- Khobeyneh-ye Sofla Location within Iran
- Coordinates: 31°10′36″N 48°30′54″E﻿ / ﻿31.17667°N 48.51500°E
- Country: Iran
- Province: Khuzestan
- County: Ahvaz
- District: Esmailiyeh
- Rural District: Esmailiyeh-ye Shomali

Population (2016)
- • Total: 537
- Time zone: UTC+3:30 (IRST)

= Khobeyneh-ye Sofla =

Village in Khuzestan province, Iran

Khobeyneh-ye Sofla (خبينه سفلي) (Note: Also romanized as Khobeyneh-ye Soflá; also known as Khobeyneh-ye Pā’īn) is a village in, and the capital of, Esmailiyeh-ye Shomali Rural District (Note: Formerly Esmailiyeh Rural District) of Esmailiyeh District, Ahvaz County, Khuzestan province, Iran. The previous capital of the rural district was the village of Safheh-ye Yek.

==Demographics==
===Population===
At the time of the 2006 National Census, the village's population was 327 in 63 households, when it was in Esmailiyeh Rural District (Note: Renamed Esmailiyeh-ye Shomali Rural District) of the Central District.

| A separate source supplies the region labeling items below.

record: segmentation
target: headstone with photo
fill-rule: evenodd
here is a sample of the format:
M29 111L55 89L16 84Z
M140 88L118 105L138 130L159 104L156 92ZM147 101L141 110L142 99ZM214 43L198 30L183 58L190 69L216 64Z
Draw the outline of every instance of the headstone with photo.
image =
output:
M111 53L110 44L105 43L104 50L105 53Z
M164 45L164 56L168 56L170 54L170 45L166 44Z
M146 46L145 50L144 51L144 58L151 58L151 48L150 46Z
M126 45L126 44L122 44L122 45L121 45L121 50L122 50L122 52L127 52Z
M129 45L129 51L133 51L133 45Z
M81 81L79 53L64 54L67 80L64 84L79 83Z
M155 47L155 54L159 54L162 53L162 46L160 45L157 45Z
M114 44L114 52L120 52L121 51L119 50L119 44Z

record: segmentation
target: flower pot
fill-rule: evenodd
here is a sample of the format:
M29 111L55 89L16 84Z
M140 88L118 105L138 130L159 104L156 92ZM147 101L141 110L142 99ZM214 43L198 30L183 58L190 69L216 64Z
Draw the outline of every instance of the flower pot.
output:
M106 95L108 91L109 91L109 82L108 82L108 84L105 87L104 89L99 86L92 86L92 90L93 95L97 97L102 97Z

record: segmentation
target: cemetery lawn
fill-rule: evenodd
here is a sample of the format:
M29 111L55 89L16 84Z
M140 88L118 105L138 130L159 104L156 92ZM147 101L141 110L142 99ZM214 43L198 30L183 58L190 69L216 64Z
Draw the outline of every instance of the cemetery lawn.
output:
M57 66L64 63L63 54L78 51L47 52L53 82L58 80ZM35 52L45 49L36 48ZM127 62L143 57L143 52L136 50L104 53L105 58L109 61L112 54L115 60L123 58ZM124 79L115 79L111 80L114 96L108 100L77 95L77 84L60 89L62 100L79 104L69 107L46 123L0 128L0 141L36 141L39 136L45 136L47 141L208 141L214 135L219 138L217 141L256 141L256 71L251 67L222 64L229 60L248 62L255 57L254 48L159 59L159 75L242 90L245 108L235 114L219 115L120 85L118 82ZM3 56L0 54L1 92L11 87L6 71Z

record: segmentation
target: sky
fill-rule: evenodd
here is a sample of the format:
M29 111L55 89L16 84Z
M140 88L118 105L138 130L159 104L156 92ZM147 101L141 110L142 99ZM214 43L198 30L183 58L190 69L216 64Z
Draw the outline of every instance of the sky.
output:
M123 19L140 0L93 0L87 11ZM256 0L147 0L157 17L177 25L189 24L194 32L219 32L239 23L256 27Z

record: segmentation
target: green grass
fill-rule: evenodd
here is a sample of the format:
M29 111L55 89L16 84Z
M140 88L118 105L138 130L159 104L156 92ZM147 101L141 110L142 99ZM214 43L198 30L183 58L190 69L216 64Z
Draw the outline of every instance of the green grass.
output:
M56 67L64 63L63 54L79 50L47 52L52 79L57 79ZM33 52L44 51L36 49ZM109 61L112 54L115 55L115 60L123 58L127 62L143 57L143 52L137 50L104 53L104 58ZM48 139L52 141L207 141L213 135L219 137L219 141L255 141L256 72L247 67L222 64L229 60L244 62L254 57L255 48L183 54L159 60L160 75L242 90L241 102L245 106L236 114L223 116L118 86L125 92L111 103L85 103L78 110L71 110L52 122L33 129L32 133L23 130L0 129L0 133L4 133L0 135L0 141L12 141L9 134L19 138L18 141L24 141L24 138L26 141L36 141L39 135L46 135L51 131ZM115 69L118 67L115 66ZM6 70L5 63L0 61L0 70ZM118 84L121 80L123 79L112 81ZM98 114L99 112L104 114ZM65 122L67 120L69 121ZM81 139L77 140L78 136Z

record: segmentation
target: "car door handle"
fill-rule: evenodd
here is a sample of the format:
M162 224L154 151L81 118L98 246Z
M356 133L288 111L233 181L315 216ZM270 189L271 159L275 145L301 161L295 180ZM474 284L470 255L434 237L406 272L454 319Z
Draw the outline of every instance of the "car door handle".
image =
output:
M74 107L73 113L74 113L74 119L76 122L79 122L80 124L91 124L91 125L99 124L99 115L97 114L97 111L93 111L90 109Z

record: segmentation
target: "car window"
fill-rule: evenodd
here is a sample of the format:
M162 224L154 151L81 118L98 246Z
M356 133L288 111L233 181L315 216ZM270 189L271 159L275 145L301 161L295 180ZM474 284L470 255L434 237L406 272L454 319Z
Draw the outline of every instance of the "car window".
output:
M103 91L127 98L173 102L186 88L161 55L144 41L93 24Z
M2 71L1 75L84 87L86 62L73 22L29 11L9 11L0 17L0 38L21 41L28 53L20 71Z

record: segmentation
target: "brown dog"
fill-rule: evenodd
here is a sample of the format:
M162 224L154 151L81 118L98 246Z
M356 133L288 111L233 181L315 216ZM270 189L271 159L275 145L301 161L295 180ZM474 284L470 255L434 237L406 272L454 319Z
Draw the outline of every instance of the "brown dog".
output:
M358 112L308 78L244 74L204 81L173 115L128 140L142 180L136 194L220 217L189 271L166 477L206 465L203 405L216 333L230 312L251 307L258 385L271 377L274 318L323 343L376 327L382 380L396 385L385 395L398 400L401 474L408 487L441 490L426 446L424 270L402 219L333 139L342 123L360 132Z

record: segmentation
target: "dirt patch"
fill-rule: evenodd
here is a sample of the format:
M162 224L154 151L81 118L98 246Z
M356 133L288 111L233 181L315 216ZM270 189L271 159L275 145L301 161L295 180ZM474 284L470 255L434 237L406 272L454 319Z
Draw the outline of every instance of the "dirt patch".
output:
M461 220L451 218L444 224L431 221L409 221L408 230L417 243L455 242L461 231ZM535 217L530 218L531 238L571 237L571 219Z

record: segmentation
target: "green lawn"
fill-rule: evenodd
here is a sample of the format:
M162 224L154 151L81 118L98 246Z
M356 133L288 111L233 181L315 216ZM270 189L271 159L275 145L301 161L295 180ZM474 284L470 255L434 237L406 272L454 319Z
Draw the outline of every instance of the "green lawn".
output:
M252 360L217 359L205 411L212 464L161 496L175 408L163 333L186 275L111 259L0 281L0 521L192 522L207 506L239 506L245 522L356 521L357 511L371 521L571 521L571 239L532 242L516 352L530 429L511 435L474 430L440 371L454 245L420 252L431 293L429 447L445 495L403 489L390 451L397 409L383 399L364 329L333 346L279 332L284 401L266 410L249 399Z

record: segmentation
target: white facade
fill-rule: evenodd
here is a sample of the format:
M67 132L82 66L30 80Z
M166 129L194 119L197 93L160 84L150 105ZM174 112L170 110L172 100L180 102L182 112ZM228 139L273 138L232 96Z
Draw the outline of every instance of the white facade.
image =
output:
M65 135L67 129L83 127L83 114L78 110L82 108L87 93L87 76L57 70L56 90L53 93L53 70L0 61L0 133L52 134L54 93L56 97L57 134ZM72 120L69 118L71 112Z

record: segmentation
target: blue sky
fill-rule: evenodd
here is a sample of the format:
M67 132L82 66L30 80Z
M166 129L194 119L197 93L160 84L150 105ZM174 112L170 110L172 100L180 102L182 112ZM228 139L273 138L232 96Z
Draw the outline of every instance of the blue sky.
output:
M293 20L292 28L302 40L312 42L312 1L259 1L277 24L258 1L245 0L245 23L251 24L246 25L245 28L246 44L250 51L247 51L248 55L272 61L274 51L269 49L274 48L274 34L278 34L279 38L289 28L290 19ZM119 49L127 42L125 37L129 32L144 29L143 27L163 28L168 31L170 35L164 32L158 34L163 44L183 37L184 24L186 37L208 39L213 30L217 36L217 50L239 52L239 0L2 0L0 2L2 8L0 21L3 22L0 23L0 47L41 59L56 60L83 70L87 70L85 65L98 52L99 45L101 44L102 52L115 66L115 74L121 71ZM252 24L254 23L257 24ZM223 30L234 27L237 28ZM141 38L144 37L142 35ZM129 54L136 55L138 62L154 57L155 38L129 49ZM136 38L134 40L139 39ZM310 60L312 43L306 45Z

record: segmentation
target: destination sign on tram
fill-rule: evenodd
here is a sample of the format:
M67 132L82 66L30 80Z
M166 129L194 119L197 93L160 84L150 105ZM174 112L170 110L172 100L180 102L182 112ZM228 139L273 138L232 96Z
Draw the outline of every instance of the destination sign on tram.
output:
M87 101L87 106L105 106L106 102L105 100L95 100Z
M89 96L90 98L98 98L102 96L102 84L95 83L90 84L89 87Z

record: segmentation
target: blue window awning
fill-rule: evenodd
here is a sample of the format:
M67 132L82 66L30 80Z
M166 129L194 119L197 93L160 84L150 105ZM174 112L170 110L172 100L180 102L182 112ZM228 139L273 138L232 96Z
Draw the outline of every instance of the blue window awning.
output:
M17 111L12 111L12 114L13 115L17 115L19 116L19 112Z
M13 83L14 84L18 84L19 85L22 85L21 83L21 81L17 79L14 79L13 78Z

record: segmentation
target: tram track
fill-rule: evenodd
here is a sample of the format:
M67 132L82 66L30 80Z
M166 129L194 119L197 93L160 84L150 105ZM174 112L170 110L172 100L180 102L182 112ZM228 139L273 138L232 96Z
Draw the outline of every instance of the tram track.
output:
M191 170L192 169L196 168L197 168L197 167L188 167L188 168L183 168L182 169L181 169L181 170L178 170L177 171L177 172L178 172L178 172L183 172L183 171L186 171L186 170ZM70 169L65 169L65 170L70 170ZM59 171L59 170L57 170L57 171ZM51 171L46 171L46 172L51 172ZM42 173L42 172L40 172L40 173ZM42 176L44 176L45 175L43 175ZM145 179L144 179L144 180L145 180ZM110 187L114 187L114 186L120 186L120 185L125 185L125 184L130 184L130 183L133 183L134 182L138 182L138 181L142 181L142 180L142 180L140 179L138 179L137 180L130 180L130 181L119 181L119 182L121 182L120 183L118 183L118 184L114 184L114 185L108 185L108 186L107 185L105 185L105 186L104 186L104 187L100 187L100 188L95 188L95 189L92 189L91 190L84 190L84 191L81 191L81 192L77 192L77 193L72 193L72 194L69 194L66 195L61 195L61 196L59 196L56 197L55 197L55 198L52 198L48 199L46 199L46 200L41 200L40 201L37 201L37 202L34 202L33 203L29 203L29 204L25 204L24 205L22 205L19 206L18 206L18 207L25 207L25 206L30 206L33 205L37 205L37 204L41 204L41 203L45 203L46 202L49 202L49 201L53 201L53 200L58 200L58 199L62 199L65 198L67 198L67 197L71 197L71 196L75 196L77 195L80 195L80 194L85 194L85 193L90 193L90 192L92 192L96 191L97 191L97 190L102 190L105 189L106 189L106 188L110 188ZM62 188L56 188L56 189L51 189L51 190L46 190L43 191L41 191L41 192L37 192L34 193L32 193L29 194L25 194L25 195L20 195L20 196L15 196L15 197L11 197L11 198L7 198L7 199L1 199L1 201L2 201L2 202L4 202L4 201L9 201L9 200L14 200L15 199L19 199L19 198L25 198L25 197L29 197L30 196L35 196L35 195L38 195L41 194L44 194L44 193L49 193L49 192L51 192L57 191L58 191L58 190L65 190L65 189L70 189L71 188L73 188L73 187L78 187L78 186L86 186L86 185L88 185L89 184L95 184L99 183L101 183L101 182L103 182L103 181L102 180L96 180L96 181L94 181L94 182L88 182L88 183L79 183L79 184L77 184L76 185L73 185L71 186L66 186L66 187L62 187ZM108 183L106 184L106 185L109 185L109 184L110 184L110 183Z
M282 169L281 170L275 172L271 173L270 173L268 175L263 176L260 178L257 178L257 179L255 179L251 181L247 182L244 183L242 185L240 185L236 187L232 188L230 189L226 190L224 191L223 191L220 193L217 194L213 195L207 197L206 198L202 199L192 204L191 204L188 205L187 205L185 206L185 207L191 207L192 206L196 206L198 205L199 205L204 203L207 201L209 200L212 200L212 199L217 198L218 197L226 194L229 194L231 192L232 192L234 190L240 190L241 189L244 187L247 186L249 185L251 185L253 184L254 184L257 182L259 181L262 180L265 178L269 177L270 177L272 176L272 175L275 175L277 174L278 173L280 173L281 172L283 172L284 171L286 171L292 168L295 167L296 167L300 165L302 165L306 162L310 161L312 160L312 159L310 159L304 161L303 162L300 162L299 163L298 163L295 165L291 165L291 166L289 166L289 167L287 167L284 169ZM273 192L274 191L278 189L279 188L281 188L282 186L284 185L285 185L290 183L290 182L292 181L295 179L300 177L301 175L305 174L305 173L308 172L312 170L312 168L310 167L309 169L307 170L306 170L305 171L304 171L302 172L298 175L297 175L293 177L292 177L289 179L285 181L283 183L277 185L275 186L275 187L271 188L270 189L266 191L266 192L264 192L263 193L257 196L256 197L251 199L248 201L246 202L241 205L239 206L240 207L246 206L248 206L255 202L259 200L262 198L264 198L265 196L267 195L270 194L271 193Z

The following census in 2011 counted 473 people in 107 households. The 2016 census measured the population of the village as 537 people in 134 households, by which time the rural district had been separated from the district in the formation of Esmailiyeh District and renamed Esmailiyeh-ye Shomali Rural District.